Broadway Bank had already lent millions to Michael Giorango when he and a new business partner, Demitri Stavropoulos, came to the bank in mid-2004. Although both men were preparing to serve federal prison terms, the bank embarked on a series of loans to them.
Alexi Giannoulias took a senior position at the bank at about the same time and used it as a launching pad for his political career. But as he campaigns to step up from state treasurer to the U.S. Senate, he has tried to distance himself from the bank's business with the pair and has been reluctant to detail his role.
Broadway is now suing to recover millions of the pair's delinquent loans as the bank struggles to avoid a federal takeover. While Broadway lawyers now criticize Giorango's business practices, the newspaper's examination of court files, land records and public bank documents raises questions about the bank's decisions to make loans to men with criminal histories.
"Banks are not supposed to be doing business with criminals," said banking consultant and former Texas Banking Commissioner Catherine Ghiglieri. "The onus is on the bank to make sure they know who they are dealing with."
Public records do not show which bank officials negotiated or approved any of the loans. Giannoulias declined to be interviewed by the Tribune or to review public records outlining the bank's loans. In a written statement from his campaign, Giannoulias said he did not play a central role in the loans. "In retrospect, I think the added security of a background check would have been good, and I believe that many more banks — including Broadway — now include such checks as part of the loan-making process," he added.
Stavropoulos in 2005 began a two-year sentence following a felony conviction for running a multistate bookmaking ring, while Giorango would serve six months intermittent confinement on a felony for promoting a nationwide prostitution scheme as Broadway financed their land deals from downtown Chicago to Florida, California and South Carolina.

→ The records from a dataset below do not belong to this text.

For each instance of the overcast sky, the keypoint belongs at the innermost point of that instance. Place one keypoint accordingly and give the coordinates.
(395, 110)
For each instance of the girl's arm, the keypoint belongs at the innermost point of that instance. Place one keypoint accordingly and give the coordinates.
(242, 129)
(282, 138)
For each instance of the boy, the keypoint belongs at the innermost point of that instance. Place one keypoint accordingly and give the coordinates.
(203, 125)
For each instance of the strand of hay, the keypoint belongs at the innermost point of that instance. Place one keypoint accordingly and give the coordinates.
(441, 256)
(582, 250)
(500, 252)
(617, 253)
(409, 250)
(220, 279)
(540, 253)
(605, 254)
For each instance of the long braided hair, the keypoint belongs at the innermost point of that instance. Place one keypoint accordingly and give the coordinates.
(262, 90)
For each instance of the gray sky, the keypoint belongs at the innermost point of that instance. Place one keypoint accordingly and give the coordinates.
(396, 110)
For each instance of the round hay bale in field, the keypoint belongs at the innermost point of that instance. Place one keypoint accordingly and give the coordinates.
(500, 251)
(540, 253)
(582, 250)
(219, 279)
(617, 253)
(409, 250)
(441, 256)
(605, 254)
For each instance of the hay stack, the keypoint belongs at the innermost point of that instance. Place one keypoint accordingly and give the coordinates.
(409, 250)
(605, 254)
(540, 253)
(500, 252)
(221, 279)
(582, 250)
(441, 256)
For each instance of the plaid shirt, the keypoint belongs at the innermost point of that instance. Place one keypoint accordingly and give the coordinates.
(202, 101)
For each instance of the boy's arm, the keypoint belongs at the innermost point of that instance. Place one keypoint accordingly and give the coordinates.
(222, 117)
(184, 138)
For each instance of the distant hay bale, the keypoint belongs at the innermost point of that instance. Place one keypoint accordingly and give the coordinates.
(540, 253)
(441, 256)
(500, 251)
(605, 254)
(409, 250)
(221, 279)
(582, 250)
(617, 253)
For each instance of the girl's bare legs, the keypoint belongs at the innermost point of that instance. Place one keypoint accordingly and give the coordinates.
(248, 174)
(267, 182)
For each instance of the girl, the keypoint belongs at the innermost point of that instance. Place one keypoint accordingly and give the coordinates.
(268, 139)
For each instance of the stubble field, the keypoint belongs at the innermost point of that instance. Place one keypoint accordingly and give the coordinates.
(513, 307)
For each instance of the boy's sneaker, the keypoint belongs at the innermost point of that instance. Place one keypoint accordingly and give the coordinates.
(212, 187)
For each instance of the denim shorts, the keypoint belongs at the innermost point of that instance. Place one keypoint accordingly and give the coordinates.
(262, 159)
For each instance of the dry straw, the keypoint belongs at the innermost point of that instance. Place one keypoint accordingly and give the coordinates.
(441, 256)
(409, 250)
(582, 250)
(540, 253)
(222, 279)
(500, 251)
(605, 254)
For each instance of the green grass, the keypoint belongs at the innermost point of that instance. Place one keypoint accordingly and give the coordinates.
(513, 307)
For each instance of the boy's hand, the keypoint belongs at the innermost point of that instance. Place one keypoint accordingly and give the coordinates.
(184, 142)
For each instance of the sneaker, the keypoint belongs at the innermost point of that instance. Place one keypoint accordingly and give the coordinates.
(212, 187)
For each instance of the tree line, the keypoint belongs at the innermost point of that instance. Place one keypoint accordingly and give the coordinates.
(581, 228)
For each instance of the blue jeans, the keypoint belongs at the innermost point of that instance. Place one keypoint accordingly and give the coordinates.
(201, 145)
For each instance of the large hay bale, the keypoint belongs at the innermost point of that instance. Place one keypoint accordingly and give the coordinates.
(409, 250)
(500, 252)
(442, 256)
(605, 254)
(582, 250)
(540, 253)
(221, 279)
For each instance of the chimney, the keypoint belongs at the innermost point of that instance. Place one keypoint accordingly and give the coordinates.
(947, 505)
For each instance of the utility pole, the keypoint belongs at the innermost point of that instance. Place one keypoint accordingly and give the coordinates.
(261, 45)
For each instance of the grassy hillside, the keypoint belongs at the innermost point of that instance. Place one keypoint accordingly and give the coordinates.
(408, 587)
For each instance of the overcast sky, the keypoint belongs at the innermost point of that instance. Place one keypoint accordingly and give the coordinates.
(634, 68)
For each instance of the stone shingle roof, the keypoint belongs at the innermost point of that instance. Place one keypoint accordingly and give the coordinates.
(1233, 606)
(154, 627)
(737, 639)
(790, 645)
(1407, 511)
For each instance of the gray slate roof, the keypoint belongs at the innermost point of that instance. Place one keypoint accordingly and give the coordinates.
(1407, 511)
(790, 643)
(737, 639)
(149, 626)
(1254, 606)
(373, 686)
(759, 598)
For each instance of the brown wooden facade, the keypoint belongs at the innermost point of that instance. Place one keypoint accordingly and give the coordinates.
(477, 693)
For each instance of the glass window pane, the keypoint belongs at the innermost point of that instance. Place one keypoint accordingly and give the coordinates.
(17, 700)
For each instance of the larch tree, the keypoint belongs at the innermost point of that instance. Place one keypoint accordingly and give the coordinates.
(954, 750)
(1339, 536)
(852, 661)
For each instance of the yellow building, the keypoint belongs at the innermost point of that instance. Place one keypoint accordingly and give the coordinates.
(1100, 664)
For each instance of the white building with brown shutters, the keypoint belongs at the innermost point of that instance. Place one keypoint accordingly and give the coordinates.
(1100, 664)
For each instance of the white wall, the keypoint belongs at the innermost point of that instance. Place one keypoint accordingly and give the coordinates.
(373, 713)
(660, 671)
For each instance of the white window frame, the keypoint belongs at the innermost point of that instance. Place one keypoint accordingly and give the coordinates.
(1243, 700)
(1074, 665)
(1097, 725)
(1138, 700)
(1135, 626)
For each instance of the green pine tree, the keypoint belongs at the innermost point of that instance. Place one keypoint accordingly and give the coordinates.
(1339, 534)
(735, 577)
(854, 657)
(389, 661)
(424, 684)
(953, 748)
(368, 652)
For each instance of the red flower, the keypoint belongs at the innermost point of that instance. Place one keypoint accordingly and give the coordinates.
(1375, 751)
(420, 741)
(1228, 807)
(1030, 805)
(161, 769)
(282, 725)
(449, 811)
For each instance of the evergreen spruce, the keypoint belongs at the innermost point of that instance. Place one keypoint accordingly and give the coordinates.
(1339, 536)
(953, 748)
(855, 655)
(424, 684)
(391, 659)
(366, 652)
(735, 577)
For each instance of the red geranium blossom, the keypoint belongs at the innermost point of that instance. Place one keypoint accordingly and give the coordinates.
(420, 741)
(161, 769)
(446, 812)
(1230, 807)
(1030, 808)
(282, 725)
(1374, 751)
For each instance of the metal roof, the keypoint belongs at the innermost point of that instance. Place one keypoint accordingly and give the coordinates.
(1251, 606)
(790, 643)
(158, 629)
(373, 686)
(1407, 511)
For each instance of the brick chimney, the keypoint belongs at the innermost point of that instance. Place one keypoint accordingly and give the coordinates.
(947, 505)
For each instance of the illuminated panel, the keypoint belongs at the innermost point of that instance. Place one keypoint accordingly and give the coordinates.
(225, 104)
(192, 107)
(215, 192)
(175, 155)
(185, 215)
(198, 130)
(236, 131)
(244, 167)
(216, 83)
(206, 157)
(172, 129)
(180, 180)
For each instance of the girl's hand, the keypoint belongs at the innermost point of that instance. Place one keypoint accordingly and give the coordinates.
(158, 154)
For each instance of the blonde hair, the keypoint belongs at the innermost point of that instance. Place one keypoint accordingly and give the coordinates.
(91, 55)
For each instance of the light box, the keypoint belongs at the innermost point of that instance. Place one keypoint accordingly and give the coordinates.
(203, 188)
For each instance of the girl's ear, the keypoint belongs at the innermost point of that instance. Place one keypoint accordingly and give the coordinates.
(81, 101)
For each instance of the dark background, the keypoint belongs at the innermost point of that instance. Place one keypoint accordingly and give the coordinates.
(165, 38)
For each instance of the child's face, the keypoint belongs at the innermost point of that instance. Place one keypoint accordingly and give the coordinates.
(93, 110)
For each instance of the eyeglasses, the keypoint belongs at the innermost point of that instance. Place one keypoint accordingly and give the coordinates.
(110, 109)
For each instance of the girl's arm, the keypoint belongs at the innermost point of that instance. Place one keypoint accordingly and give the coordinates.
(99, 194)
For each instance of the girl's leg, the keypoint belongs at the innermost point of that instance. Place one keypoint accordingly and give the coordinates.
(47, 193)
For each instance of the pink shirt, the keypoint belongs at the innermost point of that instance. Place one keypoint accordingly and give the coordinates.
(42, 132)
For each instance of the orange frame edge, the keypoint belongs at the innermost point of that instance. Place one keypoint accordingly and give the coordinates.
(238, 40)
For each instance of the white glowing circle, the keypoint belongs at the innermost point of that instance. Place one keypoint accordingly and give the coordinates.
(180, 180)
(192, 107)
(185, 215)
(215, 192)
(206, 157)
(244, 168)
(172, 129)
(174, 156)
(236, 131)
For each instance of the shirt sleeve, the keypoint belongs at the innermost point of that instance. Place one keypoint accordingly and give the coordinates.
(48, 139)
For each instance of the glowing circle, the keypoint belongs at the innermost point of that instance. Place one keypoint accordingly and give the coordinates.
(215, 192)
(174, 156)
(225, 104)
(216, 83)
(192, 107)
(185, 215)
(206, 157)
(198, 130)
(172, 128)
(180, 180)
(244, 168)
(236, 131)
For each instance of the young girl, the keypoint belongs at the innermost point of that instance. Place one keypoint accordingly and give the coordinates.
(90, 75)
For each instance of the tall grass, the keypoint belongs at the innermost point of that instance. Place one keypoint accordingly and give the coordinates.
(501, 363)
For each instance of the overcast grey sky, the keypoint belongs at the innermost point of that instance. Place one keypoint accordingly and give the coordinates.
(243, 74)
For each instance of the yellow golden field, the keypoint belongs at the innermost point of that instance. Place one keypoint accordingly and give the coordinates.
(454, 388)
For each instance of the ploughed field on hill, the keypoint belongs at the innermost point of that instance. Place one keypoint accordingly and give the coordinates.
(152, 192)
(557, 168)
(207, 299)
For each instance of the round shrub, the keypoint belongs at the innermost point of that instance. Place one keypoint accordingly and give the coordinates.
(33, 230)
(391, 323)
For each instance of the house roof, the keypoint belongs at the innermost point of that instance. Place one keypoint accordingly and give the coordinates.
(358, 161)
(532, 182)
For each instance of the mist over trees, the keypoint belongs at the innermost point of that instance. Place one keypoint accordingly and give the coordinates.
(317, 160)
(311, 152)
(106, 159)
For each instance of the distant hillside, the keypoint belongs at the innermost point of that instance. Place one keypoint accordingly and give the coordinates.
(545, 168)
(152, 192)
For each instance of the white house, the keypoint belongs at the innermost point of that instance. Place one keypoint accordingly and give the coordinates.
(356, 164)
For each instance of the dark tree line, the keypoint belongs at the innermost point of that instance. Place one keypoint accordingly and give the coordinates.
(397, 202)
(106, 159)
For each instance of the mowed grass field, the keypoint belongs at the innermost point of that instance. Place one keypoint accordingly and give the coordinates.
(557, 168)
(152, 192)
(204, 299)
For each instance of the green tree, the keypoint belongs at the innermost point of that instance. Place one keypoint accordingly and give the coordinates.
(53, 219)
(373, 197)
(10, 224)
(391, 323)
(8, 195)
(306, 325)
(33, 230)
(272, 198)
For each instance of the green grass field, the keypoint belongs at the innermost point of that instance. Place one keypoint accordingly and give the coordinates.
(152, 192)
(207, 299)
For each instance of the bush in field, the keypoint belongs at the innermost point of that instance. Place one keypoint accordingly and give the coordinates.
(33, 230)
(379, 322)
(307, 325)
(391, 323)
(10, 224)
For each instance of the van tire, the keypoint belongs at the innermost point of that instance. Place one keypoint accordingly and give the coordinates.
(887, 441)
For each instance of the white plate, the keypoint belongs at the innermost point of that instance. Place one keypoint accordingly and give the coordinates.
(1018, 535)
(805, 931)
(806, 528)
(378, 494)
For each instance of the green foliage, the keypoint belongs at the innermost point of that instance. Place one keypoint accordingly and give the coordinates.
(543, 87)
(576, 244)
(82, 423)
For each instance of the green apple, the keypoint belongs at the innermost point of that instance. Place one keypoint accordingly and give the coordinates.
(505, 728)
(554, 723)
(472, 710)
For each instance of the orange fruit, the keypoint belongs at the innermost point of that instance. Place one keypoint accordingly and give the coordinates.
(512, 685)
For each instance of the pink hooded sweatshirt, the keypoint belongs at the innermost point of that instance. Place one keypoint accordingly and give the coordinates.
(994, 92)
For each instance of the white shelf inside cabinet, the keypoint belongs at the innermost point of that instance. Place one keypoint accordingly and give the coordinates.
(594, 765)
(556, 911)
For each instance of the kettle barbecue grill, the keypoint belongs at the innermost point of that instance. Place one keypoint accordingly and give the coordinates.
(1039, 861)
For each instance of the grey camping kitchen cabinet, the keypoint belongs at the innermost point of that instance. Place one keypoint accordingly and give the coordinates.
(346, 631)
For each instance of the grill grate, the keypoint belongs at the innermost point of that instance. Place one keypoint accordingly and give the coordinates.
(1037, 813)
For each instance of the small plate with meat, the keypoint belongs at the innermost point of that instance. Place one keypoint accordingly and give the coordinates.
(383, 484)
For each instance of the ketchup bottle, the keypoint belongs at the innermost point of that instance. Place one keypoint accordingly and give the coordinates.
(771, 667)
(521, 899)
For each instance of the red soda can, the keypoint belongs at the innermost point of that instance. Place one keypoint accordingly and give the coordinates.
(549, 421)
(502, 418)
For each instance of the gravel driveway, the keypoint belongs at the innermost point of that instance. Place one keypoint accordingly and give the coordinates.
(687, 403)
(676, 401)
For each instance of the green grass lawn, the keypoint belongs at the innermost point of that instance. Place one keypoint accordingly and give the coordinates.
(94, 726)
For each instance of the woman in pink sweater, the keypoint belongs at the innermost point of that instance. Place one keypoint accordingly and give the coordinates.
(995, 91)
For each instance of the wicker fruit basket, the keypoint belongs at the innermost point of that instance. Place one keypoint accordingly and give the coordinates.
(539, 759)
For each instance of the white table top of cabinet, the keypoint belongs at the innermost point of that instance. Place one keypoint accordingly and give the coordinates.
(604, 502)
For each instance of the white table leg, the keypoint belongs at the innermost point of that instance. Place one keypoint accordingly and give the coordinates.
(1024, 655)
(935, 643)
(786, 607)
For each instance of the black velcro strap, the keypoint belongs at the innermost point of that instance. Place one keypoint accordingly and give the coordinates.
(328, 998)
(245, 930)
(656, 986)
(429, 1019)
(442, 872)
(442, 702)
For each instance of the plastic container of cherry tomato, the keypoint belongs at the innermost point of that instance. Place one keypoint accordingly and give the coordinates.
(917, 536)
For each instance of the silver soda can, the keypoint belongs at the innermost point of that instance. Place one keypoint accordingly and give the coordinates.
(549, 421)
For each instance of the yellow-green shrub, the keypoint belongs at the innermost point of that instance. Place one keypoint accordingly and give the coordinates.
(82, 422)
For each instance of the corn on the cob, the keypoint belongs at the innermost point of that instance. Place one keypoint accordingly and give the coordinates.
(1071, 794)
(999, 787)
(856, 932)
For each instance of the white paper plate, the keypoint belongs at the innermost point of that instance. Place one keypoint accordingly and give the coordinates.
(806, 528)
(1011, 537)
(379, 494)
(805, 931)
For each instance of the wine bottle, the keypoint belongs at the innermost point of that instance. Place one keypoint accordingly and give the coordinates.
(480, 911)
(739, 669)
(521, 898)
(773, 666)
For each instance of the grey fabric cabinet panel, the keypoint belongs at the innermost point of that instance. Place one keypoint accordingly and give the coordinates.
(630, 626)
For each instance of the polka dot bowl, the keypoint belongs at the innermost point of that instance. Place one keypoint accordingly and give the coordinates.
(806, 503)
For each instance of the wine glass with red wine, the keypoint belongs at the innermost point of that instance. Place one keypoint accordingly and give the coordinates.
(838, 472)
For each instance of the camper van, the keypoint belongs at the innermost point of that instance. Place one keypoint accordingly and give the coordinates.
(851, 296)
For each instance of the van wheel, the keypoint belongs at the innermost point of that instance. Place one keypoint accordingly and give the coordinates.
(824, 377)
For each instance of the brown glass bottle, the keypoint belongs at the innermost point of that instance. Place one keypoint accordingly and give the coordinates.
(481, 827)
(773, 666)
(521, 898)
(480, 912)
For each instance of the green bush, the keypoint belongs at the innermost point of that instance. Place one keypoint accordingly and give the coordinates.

In the most complete examination yet of Broadway's loans to the pair, the Tribune found more than $27 million worth of mortgages to Giorango and his land trusts and companies since 1999. Stavropoulos took part in many of those deals. Broadway officials have cited privacy laws in declining to document the full extent of their business with the men. The new figures exceed reported totals by about $7 million.
Shortly after Broadway began lending money to a Chicago firm the pair formed, Giorango and Stavropoulos used that company to launch their own lending business and make more than 40 short-term loans to borrowers who might not qualify for traditional bank financing, the Tribune found. Such so-called hard-money loans are typically riskier than long-term mortgages offered by banks.
Broadway officials say they were unaware of the pair's lending operation and believe the bank's loans were used solely to fund real estate purchases. They acknowledged they did not inspect or audit the company's business records, though Broadway's loan provisions allowed the bank to do so.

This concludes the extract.